A Case That Is Not About Earmarking

By Michael Enright

If you convince your mother to write and mail a check directly to one of your creditors because you cannot pay it, and then you file a bankruptcy petition, the creditor that received the payment from your mother gets the benefit of an “earmarking” defense, right?  The answer remains uncertain in some jurisdictions. Notably, in Walters v. Stevens, Littman, Biddison, Tharp & Weinberg, LLC (Matter of Wagenknetch), No. 19-1206 (10th Cir. Aug. 24, 2020) the court decided it did not need to answer that question, instead applying the “dominion and control” test of Parks v. FIA Card Servs., N.A. (In re Marshall), 550 F.3d 1251, 1255 (10th Cir. 2008) in a manner that sheltered the payment from recovery as a preference.
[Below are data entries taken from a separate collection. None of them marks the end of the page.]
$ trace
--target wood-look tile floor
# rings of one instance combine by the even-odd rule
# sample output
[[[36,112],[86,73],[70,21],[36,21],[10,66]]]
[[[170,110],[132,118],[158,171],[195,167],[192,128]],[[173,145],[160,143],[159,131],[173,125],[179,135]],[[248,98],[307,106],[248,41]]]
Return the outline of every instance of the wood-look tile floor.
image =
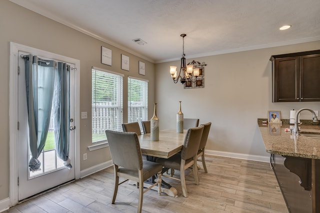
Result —
[[[180,182],[164,178],[178,191],[172,198],[156,191],[144,195],[144,213],[288,213],[276,180],[268,163],[206,156],[208,173],[201,166],[200,185],[186,172],[188,198],[182,195]],[[175,176],[180,175],[176,171]],[[14,213],[134,213],[138,189],[124,183],[119,187],[116,204],[113,167],[16,205]]]

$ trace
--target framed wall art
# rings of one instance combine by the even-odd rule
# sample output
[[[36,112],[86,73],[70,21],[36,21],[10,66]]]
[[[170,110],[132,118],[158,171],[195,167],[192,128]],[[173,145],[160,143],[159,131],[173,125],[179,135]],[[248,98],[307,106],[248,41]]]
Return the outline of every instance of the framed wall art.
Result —
[[[121,69],[129,71],[130,65],[130,61],[129,60],[129,56],[127,56],[123,54],[121,54]]]
[[[146,75],[146,64],[139,61],[139,74]]]
[[[188,81],[184,83],[184,89],[204,87],[204,66],[206,65],[194,66],[194,68],[199,68],[199,76],[196,78],[192,76],[191,81]]]
[[[112,50],[101,46],[101,63],[111,66],[112,64]]]

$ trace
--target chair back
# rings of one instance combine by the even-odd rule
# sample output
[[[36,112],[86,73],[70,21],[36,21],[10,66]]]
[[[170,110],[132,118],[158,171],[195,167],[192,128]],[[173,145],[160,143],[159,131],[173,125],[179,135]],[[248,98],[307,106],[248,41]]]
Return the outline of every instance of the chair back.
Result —
[[[209,135],[210,127],[211,127],[211,122],[201,124],[200,126],[204,126],[204,132],[202,133],[202,136],[201,137],[201,141],[200,141],[200,145],[199,145],[199,150],[204,149],[204,147],[206,147],[206,141],[208,139],[208,135]]]
[[[199,126],[199,119],[197,118],[184,118],[184,129],[196,127]]]
[[[136,133],[106,130],[106,135],[114,164],[126,169],[142,169],[142,155]]]
[[[142,128],[144,130],[144,133],[150,133],[151,132],[151,124],[150,121],[142,122]]]
[[[124,132],[135,132],[137,135],[141,135],[141,130],[138,122],[122,124],[122,129]]]
[[[188,160],[196,155],[204,128],[204,126],[200,126],[188,129],[181,151],[182,159]]]

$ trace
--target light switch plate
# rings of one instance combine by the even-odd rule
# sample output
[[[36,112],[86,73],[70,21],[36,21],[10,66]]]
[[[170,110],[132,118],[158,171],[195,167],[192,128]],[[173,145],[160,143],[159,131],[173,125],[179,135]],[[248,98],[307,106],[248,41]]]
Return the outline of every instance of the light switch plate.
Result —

Both the majority opinion and the dissent in this 2-1 decision discussed the earmarking doctrine in some depth, though it was not in fact the subject of the appeal. Apparently, that is because the 10th Circuit has not ruled on the availability of the defense outside of the context where both the debtor and his benefactor/lender each were liable in the first place for the debt owed to the creditor that received payment.  In addition to the robust discussion of the defense that was not before the court, the decision also is interesting because it relies on fine distinctions in the facts to distinguish precedent – in particular whether the debtor had the discretion to direct the payment of the creditor by the third party or not.  In the end, the recipient of the mother’s check was off the hook on the preference claim.  But the case is a good reminder that the earmarking defense may not be a reliable means to deflect a preference claim, and it matters what jurisdiction the debtor files in.